Kitasato University’s Hiroshi Odaguchi and his team are investigating ‘kampo’, a traditional medicine regime developed in Japan that aims to address health issues at a pre-symptomatic stage, dubbed mibyo in Japanese.

“It’s important to standardize kampo’s diagnostic logic by integrating empirical expertise and clinical data,” argues Odaguchi, who is director general of the Oriental Medicine Research Center. His team joined Hokkaido University’s food health-based Center of Innovation as a satellite project in 2015.

A kampo doctor makes full use of the senses of sight, hearing, smell, and touch to make a diagnosis.

Kampo training has been integrated into the core curriculum of Japanese medical students since 2001. In collaboration with five other universities, Kitasato researchers are working to standardize and validate 33 of the most common healthindication patterns determined by kampo examinations.

Between 2008 and 2018, Odaguchi and his colleagues examined kampo prognoses against clinical data in 567 elderly people. Their hypothesis is that specific kampo classifications are linked to some diseases and physical conditions. For example, they suspect a kampo finding known as shofuku-fujin may be associated with lower than average life-span. These data are now being analysed.

Odaguchi’s team is also seeking to standardize the conduct of kampo examinations, including tongue, abdomen and pulse checks. These checks will form the basis of a ‘kampo dock’ (health checkup) system in development, for use by doctors and practitioners.

LOCAL HERBS

Some 80% of the herbal plants used in kampo are imported from China, from where Japan’s practice was first borrowed. Importation poses a constant concern for supply of these plants.

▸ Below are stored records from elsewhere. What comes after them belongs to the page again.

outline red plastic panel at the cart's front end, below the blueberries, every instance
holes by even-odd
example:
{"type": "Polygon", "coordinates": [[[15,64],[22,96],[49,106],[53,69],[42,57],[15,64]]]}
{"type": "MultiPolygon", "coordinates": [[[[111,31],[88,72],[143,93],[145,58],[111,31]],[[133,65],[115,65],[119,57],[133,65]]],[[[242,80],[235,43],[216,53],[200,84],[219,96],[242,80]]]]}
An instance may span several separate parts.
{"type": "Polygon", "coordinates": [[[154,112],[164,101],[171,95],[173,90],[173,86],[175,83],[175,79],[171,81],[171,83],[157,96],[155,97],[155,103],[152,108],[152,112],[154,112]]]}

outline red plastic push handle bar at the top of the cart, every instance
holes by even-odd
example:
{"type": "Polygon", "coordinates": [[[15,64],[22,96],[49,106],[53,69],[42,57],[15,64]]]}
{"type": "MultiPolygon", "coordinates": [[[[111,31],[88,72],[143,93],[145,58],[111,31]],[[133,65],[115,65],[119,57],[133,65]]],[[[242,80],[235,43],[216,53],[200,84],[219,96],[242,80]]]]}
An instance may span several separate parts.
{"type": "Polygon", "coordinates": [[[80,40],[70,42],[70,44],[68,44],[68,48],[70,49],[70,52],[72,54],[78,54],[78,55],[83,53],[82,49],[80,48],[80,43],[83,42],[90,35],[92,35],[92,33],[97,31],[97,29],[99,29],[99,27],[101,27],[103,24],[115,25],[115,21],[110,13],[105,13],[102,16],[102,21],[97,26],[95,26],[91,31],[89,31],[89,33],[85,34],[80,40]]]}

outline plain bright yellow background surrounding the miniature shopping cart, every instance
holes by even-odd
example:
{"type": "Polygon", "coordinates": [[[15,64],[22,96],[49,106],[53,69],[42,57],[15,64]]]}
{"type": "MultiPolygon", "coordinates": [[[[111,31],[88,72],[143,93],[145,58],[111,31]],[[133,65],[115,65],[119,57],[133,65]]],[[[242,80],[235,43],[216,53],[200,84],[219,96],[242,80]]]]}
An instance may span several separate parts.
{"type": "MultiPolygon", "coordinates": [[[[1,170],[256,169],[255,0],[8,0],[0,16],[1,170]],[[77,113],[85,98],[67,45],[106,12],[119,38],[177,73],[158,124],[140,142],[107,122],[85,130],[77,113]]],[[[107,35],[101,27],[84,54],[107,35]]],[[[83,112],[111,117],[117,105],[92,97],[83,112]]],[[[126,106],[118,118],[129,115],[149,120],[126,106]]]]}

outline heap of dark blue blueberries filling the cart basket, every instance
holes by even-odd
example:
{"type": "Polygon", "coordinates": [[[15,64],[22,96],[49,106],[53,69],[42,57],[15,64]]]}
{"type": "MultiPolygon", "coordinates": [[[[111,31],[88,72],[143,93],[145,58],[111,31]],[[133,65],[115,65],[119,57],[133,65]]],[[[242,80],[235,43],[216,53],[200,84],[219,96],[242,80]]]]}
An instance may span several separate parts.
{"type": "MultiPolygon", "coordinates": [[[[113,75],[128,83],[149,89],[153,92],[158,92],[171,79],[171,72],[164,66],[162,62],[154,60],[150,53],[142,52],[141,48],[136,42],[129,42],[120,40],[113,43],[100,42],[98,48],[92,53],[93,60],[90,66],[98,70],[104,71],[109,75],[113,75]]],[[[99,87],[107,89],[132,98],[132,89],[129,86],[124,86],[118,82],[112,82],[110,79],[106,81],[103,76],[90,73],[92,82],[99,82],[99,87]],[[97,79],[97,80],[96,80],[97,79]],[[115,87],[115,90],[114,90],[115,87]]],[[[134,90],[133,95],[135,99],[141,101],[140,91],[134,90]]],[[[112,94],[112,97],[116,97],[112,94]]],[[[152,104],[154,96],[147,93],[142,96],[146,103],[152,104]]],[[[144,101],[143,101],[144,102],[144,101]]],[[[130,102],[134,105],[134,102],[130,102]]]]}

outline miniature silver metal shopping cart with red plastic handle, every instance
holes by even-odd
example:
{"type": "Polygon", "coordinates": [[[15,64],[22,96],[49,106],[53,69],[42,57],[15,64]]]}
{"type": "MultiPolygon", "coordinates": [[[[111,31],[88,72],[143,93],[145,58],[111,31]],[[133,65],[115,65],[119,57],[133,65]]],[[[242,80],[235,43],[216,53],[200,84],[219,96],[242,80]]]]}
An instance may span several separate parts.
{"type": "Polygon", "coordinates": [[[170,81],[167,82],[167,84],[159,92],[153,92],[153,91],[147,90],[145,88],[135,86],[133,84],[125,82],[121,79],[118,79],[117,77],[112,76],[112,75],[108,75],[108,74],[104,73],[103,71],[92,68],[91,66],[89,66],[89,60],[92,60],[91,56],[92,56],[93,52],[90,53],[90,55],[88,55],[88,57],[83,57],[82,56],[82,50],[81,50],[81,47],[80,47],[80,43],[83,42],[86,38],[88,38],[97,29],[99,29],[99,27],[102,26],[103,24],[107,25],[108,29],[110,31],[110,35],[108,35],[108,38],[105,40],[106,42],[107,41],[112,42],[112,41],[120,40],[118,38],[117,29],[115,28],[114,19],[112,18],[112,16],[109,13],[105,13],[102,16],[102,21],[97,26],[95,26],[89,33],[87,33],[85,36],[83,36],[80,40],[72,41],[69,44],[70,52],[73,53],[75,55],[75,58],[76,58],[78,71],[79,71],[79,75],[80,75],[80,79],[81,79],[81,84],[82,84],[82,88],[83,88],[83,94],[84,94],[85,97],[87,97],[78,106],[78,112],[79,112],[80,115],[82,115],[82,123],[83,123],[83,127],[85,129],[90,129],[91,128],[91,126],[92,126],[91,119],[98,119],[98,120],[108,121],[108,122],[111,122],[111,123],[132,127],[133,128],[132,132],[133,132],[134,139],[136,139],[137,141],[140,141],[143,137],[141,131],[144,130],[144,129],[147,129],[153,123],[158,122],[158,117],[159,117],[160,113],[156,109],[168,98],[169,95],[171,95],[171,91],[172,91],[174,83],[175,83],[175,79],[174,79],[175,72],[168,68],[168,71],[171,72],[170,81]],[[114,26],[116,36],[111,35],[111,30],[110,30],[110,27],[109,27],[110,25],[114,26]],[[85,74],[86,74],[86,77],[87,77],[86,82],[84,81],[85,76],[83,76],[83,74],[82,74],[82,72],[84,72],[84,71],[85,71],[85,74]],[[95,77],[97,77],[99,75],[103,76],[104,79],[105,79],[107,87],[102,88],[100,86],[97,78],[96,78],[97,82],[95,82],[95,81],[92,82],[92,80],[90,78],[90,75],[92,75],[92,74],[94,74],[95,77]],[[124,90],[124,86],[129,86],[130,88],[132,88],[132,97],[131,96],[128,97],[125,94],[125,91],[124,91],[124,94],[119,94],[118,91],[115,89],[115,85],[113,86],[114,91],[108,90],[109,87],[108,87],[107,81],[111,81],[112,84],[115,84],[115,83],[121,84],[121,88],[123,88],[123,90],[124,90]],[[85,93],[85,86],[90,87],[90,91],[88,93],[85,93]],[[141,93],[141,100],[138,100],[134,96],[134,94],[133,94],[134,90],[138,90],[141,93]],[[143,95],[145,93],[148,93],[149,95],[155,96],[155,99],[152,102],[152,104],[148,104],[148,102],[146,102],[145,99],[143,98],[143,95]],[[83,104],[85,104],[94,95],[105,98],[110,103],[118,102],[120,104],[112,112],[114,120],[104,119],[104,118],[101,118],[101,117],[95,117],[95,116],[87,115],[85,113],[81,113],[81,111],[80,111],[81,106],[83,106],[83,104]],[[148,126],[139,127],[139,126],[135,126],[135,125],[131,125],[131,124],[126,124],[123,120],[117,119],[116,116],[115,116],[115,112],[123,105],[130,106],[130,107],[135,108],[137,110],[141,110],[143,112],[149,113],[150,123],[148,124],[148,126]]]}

Gardenia fruit is used not only in herbal medicine, but also in food as a natural pigment.

Odaguchi’s group is also trying to increase the local production of herbal plants. “But raising herbal plants is difficult and takes time,” Odaguchi explains. Roughly 100 plants are involved and the proportion of active ingredients in each plant can be affected by the soil in which they are grown, the water supply, the weather, and other factors.

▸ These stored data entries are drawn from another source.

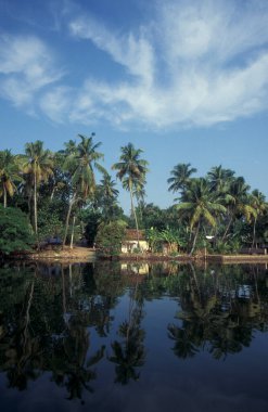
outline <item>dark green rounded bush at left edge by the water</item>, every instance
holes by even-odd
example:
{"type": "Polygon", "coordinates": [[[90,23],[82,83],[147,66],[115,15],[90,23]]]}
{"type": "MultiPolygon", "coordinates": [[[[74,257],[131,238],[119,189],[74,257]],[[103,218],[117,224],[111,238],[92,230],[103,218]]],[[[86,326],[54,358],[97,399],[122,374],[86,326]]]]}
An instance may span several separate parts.
{"type": "Polygon", "coordinates": [[[0,205],[0,254],[10,255],[30,250],[35,236],[27,216],[13,207],[0,205]]]}

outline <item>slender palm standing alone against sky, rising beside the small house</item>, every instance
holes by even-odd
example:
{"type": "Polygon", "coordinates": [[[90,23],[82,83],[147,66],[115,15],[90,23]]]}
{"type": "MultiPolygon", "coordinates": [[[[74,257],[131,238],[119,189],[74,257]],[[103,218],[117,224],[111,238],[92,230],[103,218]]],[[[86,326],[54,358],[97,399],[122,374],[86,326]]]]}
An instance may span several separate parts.
{"type": "Polygon", "coordinates": [[[133,193],[139,193],[145,184],[145,175],[148,172],[148,162],[140,158],[143,151],[135,149],[132,143],[122,146],[122,155],[118,163],[112,166],[112,169],[118,170],[116,177],[120,179],[123,188],[130,193],[131,213],[135,217],[137,240],[139,246],[139,227],[136,209],[133,206],[133,193]]]}

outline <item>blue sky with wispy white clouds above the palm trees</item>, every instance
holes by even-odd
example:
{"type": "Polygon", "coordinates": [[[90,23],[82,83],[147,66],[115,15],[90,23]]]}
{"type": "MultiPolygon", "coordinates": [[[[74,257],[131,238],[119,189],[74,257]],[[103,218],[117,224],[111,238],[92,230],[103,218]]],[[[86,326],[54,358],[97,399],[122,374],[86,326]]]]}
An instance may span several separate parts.
{"type": "Polygon", "coordinates": [[[179,163],[268,196],[268,1],[0,0],[0,150],[92,132],[113,178],[143,150],[146,203],[173,204],[179,163]]]}

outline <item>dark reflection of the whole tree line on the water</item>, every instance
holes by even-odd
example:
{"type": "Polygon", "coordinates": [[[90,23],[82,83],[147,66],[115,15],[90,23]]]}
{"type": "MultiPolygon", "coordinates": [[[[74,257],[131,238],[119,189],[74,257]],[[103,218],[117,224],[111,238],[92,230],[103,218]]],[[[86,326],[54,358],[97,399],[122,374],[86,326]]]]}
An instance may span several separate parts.
{"type": "Polygon", "coordinates": [[[115,365],[115,383],[142,378],[151,349],[145,333],[154,345],[152,326],[143,326],[144,305],[154,310],[161,299],[178,305],[175,322],[162,318],[158,339],[164,343],[167,331],[180,359],[204,351],[225,359],[250,346],[256,331],[268,329],[267,271],[257,266],[157,263],[142,274],[139,266],[124,271],[110,263],[5,266],[0,268],[0,371],[7,386],[27,389],[47,373],[64,397],[84,402],[103,379],[100,364],[105,371],[115,365]],[[126,319],[111,344],[115,308],[124,296],[126,319]]]}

To address this, the researchers analysed the chemical constituents of 46 herbal plants and created mapping models to visualize their quality. Fifteen are already produced in Japan, but researchers found the rest could also be locally grown. For example, Tetradium ruticarpum was imported from China until recently. But local farmers now grow and distribute the plant after it was identified in the wild in northwest Japan.